Question

A school committee consists of 2 teachers and 4 students. What is the number of different committees that can be formed from 5 teachers and 10 students?
(a) 10
(b) 15
(c) 2100
(d) 8

Answer 1

Hint: This is a combination problem of choosing 2 teachers and 4 students from 5 teachers and 10 students. Use the combination formula to find the number of ways of choosing 2 teachers from 5 teachers and 4 children from 10 children and multiply them to find the answer.

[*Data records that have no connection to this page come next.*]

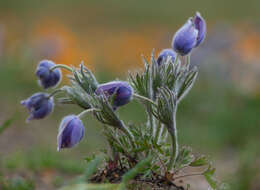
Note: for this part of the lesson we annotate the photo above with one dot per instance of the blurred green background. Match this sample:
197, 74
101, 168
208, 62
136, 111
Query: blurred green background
220, 117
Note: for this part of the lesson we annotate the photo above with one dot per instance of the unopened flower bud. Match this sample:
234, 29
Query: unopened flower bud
122, 92
71, 131
48, 78
190, 35
164, 54
39, 105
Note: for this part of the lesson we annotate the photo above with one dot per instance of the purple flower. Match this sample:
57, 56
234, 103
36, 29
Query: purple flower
39, 105
190, 35
164, 54
48, 78
71, 131
122, 92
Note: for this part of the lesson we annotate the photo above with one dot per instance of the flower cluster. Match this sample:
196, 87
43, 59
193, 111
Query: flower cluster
160, 87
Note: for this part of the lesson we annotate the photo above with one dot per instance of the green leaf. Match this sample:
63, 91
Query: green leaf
209, 175
185, 158
6, 124
201, 161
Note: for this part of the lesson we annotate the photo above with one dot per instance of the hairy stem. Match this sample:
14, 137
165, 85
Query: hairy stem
87, 111
158, 132
188, 175
137, 96
125, 129
55, 92
174, 137
61, 66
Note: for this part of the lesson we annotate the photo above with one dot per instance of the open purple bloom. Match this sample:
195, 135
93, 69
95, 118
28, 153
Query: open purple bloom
48, 78
164, 54
122, 92
39, 105
190, 35
71, 131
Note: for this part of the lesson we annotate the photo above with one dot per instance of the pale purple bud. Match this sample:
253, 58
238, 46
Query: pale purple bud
164, 54
71, 131
48, 78
185, 38
190, 35
39, 105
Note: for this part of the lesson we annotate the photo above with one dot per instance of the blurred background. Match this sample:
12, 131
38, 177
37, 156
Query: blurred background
219, 118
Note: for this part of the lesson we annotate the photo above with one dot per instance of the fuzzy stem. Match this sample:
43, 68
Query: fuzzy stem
188, 175
188, 62
158, 132
174, 137
87, 111
127, 132
55, 92
61, 66
137, 96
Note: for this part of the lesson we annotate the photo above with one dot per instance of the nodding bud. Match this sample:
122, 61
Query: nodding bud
164, 54
48, 78
121, 91
39, 105
71, 131
190, 35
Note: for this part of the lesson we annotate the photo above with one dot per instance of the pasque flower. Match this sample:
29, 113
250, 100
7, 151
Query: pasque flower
71, 131
47, 77
121, 90
190, 35
39, 105
164, 54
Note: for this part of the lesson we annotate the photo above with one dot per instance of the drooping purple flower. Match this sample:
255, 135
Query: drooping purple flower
39, 105
185, 38
71, 131
200, 25
164, 54
48, 78
190, 35
121, 90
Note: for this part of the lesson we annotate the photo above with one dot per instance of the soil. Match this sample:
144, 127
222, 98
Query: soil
114, 175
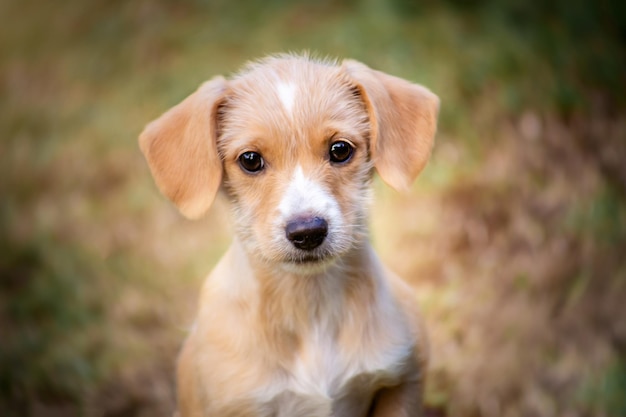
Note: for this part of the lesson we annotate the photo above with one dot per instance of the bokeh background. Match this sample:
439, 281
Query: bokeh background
514, 237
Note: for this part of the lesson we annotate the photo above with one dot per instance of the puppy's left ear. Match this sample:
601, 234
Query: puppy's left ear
403, 120
181, 149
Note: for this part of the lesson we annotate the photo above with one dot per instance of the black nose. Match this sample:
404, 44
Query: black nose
307, 233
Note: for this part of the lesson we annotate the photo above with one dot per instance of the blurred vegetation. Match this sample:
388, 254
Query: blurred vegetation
514, 237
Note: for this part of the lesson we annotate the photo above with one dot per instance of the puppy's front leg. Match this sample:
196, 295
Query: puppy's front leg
403, 400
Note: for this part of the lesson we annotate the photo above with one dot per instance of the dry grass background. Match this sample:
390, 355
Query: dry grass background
513, 238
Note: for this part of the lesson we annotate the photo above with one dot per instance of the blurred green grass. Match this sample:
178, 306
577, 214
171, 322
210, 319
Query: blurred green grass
523, 200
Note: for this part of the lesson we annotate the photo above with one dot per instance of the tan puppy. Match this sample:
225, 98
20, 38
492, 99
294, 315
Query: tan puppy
299, 318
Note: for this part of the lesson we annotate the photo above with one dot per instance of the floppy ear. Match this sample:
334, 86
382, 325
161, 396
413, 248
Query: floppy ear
403, 120
181, 149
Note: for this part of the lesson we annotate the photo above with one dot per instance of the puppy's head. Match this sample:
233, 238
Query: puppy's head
293, 142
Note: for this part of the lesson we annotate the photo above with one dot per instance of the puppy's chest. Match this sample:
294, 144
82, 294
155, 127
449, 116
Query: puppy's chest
326, 380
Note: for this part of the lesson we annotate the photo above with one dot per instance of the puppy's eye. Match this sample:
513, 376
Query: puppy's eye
251, 162
340, 151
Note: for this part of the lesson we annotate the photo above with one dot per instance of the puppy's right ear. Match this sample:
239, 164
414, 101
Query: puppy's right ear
181, 149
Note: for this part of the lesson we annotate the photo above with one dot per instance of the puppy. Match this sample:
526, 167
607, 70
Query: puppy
299, 318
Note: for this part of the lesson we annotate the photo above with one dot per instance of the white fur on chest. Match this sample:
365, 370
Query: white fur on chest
324, 381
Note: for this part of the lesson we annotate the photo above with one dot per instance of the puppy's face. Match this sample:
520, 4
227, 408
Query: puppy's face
294, 143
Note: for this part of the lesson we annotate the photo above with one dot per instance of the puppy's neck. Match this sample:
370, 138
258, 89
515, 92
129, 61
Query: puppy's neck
308, 298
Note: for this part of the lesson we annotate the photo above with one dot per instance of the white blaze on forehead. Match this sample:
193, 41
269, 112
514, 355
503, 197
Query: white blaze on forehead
304, 196
287, 95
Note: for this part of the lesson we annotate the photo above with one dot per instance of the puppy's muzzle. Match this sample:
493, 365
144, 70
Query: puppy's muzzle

Complete step-by-step answer:
It is given that the school committee consists of 2 teachers and 4 students. The number of available teachers is 5 and the number of available students is 10.
Therefore, we need to choose 2 teachers from 5 teachers and 4 students from 10 students.
The number of ways of choosing two teachers from five teachers is ${}^5{C_2}$.
We know the formula for ${}^n{C_r}$ as follows:
${}^n{C_r} = \dfrac{{n!}}{{r!(n - r)!}}................(1)$
Calculating the value of ${}^5{C_2}$ from equation (1), we have:
$\Rightarrow$ ${}^5{C_2} = \dfrac{{5!}}{{2!(5 - 2)!}}$
Simplifying, we get:
$\Rightarrow$ ${}^5{C_2} = \dfrac{{5!}}{{2!3!}}$
$\Rightarrow$ ${}^5{C_2} = 10...........(2)$
The number of ways of choosing four students out of ten students is ${}^{10}{C_4}$.
The value of ${}^{10}{C_4}$ from equation (1) is given as follows:
$\Rightarrow$ ${}^{10}{C_4} = \dfrac{{10!}}{{4!(10 - 4)!}}$
Simplifying, we obtain as follows:
$\Rightarrow$ ${}^{10}{C_4} = \dfrac{{10!}}{{4!6!}}$
$\Rightarrow$ ${}^{10}{C_4} = 210.............(3)$
Therefore, the number of ways of choosing 2 teachers and 4 students from 5 teachers and 10 students is $\Rightarrow$ ${}^5{C_2} \times {}^{10}{C_4}$.
From equation (2) and equation (3), we have:
$\Rightarrow$ ${}^5{C_2} \times {}^{10}{C_4} = 10 \times 210$
$\Rightarrow$ ${}^5{C_2} \times {}^{10}{C_4} = 2100$
Hence, the correct answer is option (c).

Note: You can also consider it as a permutation of 5 teachers into two similar groups having 2 and 3 teachers respectively and similarly with the 10 children into two similar groups of 4 and 6 children respectively and solve the problem.